This time of year we gather around the Thanksgiving table with family. Fall colors, generous portions of pie, football games, and a golden brown turkey are all on the menu. The warmth of hearth and home fill our hearts during this special family holiday. If only the actual members of our families were as pleasant and cozy as this idyllic image. Brothers we exchanged harsh words with, uncles without manners, controlling mothers and alienated daughters sit around this family table. We love family, it’s people we have a hard time with. Why is this so painfully true? Because people are not idyllic, they’re real.
What makes relationships worth having is the fact that we can’t control them. We are thrilled when someone freely chooses to love us because we know they didn’t have to. But if they are free to choose us they are also free to reject us. Human will is so mysterious, so independent, and so free that it has the power to baffle and frighten. So, is the goal of a loving family culture possible? Yes it is, if we strive to become the kind of person who is capable of communion.
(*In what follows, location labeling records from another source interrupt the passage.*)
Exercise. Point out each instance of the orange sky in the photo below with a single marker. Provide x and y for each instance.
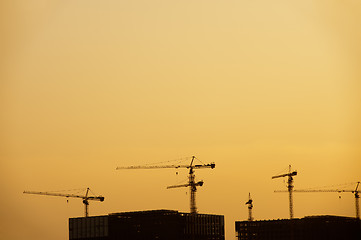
(254, 86)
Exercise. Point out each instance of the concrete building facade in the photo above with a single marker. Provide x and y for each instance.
(148, 225)
(308, 228)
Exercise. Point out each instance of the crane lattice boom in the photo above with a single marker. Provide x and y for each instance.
(191, 178)
(355, 192)
(84, 197)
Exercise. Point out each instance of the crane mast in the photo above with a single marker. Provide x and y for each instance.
(85, 198)
(289, 186)
(249, 203)
(192, 184)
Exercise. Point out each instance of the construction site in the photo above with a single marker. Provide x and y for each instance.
(171, 224)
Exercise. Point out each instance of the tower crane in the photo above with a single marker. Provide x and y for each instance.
(289, 186)
(355, 192)
(250, 206)
(85, 197)
(192, 184)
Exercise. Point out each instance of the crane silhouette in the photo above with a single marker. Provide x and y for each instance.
(289, 186)
(192, 184)
(85, 197)
(355, 192)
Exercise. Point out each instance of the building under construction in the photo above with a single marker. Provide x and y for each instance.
(148, 225)
(307, 228)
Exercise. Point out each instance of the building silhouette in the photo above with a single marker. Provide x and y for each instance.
(307, 228)
(148, 225)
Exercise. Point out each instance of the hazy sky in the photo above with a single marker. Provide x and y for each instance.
(253, 86)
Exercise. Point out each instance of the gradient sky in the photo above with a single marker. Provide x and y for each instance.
(86, 86)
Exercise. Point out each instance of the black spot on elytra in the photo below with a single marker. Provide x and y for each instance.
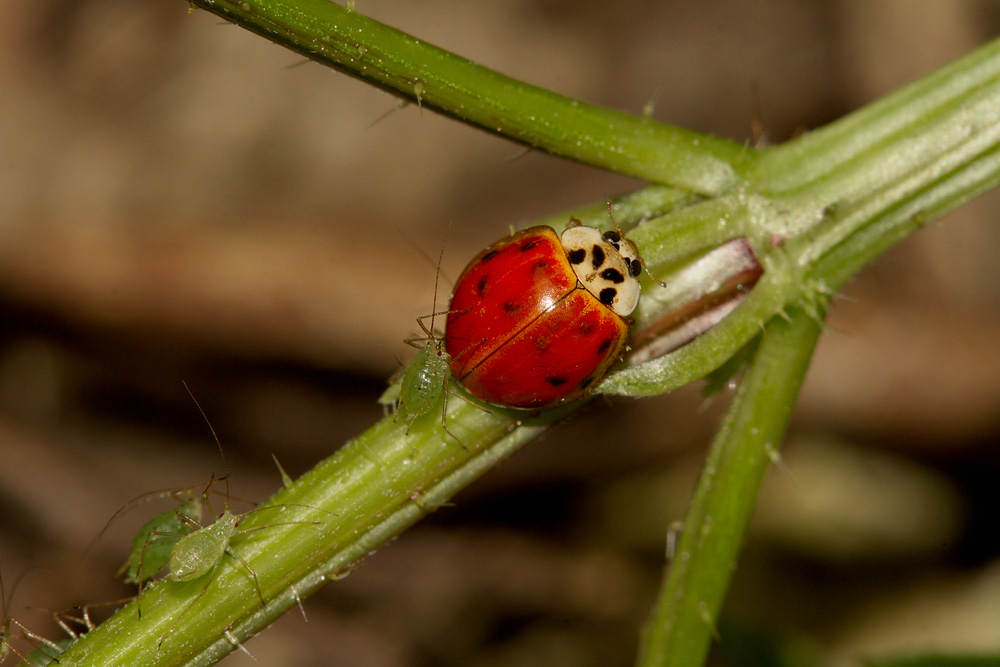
(598, 257)
(614, 275)
(605, 345)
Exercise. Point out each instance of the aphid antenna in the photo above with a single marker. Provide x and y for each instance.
(150, 496)
(218, 443)
(7, 621)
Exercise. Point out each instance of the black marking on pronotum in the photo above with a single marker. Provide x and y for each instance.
(598, 258)
(613, 275)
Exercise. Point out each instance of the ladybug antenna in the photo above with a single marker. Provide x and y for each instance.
(211, 428)
(642, 261)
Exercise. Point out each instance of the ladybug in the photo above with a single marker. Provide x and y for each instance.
(536, 319)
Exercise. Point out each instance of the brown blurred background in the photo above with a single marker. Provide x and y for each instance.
(182, 200)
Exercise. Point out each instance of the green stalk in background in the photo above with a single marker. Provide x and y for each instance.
(811, 212)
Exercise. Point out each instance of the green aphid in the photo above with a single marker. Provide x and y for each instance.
(156, 539)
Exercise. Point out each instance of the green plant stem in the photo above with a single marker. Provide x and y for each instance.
(911, 169)
(439, 80)
(684, 621)
(809, 209)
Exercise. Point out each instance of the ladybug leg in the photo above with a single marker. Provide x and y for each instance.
(467, 400)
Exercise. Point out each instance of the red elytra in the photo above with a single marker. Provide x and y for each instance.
(522, 331)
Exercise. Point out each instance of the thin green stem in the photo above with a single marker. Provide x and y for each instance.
(813, 211)
(683, 623)
(439, 80)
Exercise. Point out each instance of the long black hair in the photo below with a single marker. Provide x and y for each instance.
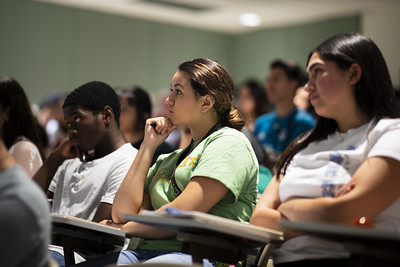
(21, 122)
(374, 93)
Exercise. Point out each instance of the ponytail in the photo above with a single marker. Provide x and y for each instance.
(233, 119)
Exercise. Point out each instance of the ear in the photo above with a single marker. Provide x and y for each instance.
(208, 103)
(108, 114)
(355, 73)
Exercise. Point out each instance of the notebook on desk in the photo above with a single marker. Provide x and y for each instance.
(199, 222)
(78, 222)
(341, 231)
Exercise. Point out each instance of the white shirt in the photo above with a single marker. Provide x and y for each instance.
(80, 187)
(323, 167)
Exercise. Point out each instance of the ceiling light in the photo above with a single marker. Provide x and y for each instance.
(250, 19)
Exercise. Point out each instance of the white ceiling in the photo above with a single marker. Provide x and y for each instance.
(223, 15)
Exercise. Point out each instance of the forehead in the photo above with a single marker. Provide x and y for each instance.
(314, 60)
(180, 78)
(277, 72)
(75, 110)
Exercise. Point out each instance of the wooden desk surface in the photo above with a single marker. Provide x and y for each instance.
(75, 234)
(366, 244)
(212, 237)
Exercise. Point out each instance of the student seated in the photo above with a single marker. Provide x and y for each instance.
(24, 214)
(20, 128)
(83, 174)
(275, 130)
(348, 166)
(217, 172)
(136, 108)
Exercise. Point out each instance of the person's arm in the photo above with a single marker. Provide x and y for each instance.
(265, 213)
(375, 187)
(27, 155)
(201, 194)
(130, 195)
(103, 212)
(46, 172)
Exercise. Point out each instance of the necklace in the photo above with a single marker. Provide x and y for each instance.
(187, 150)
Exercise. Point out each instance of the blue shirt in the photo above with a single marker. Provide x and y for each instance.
(275, 133)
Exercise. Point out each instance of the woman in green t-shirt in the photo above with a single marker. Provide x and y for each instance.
(217, 173)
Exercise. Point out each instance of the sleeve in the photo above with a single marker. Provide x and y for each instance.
(230, 160)
(116, 176)
(27, 155)
(60, 172)
(387, 143)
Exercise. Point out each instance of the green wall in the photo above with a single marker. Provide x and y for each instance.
(254, 51)
(47, 46)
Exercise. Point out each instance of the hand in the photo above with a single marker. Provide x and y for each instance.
(112, 224)
(346, 188)
(157, 130)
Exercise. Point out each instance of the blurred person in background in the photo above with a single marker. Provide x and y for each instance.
(136, 108)
(20, 128)
(278, 128)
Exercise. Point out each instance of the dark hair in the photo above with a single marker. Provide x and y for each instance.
(94, 96)
(22, 122)
(374, 94)
(291, 69)
(210, 77)
(139, 98)
(259, 96)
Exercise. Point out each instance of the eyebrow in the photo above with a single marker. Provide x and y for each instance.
(313, 66)
(177, 84)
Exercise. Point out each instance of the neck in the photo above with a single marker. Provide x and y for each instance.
(6, 160)
(134, 137)
(350, 122)
(110, 143)
(199, 131)
(283, 109)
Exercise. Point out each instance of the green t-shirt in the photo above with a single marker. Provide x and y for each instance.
(227, 156)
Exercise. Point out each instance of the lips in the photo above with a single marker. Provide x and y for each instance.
(74, 140)
(313, 96)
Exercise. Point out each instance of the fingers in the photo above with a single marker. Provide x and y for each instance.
(345, 189)
(161, 125)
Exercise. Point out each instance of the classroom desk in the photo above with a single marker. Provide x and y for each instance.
(212, 237)
(75, 234)
(367, 246)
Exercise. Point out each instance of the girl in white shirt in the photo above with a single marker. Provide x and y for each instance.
(347, 166)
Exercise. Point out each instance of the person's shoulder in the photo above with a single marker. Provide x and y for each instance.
(387, 124)
(262, 122)
(24, 145)
(227, 133)
(266, 117)
(302, 115)
(126, 148)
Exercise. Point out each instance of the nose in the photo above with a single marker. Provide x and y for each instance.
(309, 86)
(169, 101)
We can start by learning how to have conflict. Since people are real they will be different. That difference is what leads to conflict. It’s natural, it’s normal, and it’s not necessarily bad. When two people dance they have to adjust themselves to each other’s movements. If one partner imposes his will on the other, the dance becomes stiff, ugly, and toes are stepped on. When a couple dances gracefully, however, they may tread on each other’s toes, but they continually learn how to become more fluid in their movements, together striving to solve the missteps. They don’t fight each other.
When people have conflict they tend see themselves on opposite sides of a line of battle. They lob arguments, emotions, and strong words in hopes of winning. But we’re not at war with our family and friends. We’re on their side. Rather, like a dance, we should see ourselves in a circle, looking at the problem together, not like a war, seeing ourselves on either side of a battle line. The win is when both of us change and we learn to gracefully step in unison.
Conflict is normal because we’re different. Our love and friendship compel us to tackle this problem together as partners not enemies. When we do, the warmth and joy it brings is truly something for which to be thankful.